Resumindo, para apoiar a continuidade da exposição: o primeiro caminho do
controle das armas de destruição de massa, evidentemente o ideal, está alicerçado na
inexistência de razões conflitantes o bastante para justificar esse tipo extremo de 4
armamentismo. O segundo, na hierarquia de poder, que proporciona as condições para o
exercício da coerção política, econômica e, se necessária, militar um caminho
obviamente discutível sob a perspectiva dos conceitos da igualdade jurídica e da soberania dos Estados, vigentes desde Westphália.

No tocante ao segundo caminho, o problema reside no confronto entre as razões do
Estado que se arma e as da humanidade, que precisa de tranqüilidade perturbada pelas
armas de destruição de massa. Avaliação delicada porque atinge os conceitos a que acabo
de me referir, mas vital porque no século XXI os conflitos entre países abaixo do primeiro
nível de poder serão muito mais prováveis que os praticamente inverossímeis conflitos
totais entre grandes potências nuclearizadas e, é claro, para a humanidade é preferível
manter os mais prováveis sob tetos de violência menos dramáticos.

O segundo caminho não é suficientemente eficaz para conter países de razoável
grau de desenvolvimento científico e tecnológico, dotados de recursos para aplicar em
programas de armamento de alto custo, quando suas razões, reais ou manipuladas por suas
lideranças, são psicossocialmente convincentes o bastante para justificar o sacrifício do
bem estar social de seus povos em proveito de tais programas.
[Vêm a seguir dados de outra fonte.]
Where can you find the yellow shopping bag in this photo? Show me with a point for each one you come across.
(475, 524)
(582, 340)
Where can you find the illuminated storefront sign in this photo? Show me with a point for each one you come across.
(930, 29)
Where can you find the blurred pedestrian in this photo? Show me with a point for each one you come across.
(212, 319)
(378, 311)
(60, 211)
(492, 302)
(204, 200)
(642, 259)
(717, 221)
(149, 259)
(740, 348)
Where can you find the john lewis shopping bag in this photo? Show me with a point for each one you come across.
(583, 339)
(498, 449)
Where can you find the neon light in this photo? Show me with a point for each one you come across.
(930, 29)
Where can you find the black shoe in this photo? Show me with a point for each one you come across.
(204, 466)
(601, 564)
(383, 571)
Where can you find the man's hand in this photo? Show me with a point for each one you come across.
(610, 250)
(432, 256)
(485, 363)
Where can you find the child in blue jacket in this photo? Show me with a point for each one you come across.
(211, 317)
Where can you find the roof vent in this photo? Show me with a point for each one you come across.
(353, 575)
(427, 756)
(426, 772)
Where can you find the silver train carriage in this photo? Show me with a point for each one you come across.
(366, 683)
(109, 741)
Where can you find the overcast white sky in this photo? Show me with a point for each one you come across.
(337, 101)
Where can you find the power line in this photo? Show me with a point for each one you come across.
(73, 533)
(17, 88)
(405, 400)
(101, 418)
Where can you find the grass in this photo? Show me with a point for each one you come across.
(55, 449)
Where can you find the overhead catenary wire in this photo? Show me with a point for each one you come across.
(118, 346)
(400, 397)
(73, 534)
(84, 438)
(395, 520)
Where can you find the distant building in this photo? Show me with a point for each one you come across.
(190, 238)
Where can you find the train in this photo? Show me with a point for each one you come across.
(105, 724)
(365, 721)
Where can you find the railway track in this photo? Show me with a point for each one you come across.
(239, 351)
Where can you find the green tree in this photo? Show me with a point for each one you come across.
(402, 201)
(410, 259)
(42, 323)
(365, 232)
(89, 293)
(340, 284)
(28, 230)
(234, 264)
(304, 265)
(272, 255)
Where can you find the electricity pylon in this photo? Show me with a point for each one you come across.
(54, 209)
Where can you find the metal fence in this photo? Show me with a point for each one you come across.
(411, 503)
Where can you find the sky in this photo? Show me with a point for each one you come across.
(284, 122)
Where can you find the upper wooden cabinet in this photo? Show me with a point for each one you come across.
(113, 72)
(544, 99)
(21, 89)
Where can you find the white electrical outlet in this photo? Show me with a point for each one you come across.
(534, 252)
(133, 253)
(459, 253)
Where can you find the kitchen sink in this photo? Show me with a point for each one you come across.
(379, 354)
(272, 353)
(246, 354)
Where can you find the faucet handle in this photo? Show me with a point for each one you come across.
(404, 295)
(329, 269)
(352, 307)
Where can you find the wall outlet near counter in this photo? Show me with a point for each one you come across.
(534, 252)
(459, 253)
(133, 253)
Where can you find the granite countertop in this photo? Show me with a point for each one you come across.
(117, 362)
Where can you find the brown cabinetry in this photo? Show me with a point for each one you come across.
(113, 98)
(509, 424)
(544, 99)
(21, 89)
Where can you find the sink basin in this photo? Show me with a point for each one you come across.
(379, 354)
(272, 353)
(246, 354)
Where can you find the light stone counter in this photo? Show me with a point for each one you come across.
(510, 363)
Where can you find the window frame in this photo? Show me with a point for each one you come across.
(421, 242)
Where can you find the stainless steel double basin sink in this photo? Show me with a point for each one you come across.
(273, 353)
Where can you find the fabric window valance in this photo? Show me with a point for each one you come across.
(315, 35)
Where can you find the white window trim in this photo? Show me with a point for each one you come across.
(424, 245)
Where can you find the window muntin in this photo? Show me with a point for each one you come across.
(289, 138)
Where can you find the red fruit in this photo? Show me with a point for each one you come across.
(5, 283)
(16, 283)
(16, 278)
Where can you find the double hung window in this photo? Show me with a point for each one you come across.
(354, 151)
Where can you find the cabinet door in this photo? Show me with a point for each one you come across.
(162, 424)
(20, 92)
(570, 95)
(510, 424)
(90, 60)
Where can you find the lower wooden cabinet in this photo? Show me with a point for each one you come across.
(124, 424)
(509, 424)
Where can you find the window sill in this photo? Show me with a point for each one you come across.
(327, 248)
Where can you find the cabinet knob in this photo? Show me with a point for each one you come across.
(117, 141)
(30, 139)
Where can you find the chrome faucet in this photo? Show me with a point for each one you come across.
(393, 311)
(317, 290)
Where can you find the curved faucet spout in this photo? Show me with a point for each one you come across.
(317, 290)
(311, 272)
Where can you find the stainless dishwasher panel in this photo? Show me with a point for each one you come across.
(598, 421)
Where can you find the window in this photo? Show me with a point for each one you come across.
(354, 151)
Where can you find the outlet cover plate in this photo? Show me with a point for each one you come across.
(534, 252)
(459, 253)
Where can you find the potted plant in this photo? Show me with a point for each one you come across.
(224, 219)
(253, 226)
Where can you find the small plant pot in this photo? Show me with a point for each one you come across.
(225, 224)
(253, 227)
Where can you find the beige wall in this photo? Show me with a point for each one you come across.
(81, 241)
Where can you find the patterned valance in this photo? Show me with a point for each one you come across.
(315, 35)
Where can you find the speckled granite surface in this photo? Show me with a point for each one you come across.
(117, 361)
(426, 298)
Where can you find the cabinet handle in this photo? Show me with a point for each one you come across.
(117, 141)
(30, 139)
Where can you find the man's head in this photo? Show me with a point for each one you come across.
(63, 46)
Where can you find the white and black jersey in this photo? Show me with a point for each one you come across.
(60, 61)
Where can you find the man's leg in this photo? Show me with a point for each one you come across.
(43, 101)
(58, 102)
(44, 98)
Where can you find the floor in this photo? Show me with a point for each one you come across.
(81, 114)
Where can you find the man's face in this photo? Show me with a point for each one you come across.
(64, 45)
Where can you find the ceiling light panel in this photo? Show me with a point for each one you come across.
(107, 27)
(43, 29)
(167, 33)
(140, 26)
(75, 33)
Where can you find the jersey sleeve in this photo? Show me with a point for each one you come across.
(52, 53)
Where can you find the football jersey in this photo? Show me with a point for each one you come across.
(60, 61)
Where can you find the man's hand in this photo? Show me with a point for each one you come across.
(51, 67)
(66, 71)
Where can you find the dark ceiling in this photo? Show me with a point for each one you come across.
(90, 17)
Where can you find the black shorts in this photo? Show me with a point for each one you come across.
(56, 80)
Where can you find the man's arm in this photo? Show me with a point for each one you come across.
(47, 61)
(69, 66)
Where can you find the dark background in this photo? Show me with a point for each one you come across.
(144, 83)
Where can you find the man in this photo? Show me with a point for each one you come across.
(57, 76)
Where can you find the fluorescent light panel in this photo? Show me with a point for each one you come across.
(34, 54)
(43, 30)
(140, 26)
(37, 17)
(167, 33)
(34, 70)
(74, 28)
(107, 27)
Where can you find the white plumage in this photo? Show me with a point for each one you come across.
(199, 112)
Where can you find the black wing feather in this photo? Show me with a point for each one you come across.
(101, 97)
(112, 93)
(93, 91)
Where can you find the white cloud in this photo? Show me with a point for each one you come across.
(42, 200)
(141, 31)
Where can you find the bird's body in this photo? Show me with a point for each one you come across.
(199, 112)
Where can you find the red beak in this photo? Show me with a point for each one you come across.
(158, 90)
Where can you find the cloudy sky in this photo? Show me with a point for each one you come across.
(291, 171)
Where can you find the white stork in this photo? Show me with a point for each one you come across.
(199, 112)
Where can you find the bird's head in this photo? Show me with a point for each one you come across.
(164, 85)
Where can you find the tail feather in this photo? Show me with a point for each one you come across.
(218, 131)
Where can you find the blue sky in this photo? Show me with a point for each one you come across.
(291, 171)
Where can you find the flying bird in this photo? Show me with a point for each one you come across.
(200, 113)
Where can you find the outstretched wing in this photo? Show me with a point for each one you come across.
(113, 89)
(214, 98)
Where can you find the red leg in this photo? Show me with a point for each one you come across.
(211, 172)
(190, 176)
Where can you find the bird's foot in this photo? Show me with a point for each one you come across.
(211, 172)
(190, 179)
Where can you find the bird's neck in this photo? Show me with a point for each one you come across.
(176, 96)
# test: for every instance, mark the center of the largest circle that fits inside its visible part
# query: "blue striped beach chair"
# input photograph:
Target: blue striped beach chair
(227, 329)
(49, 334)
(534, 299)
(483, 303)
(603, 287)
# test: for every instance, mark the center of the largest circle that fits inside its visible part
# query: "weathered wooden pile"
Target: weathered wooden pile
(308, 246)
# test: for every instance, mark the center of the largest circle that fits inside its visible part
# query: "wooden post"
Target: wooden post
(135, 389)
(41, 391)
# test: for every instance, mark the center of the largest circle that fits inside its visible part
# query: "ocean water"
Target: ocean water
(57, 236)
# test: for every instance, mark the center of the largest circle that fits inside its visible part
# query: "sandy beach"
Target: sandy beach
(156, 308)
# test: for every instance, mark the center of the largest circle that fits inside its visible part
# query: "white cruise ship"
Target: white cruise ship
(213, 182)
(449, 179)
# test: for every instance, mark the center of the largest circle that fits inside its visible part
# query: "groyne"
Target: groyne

Razões em geral
relacionadas com o jogo de poder regional (inserem-se aqui a índia, o Paquistão e, de certa
forma, o Irã e o hoje manietado Iraque) e, eventualmente, com o sentimento de
inconfiabilidade nos princípios abstratos da segurança coletiva operacionalizada pelo
Conselho de Segurança da ONU, cuja eficácia depende dos interesses das grande potências
e, em particular, dos EUA, hoje o fiel estratégico mundial. Note-se que o jogo do poder
regional e o sentimento de insegurança, podem se somar como acontece com Israel. As
restrições das grandes potências dificultam e encarecem os programas dos países em
patamares tecnológico e econômico minimamente adequados e psicossocialmente
motivados, mas não pode detê-los de modo categórico, inclusive porque a interferência
extrema, militar, seria de alto custo e risco, no caso desses países.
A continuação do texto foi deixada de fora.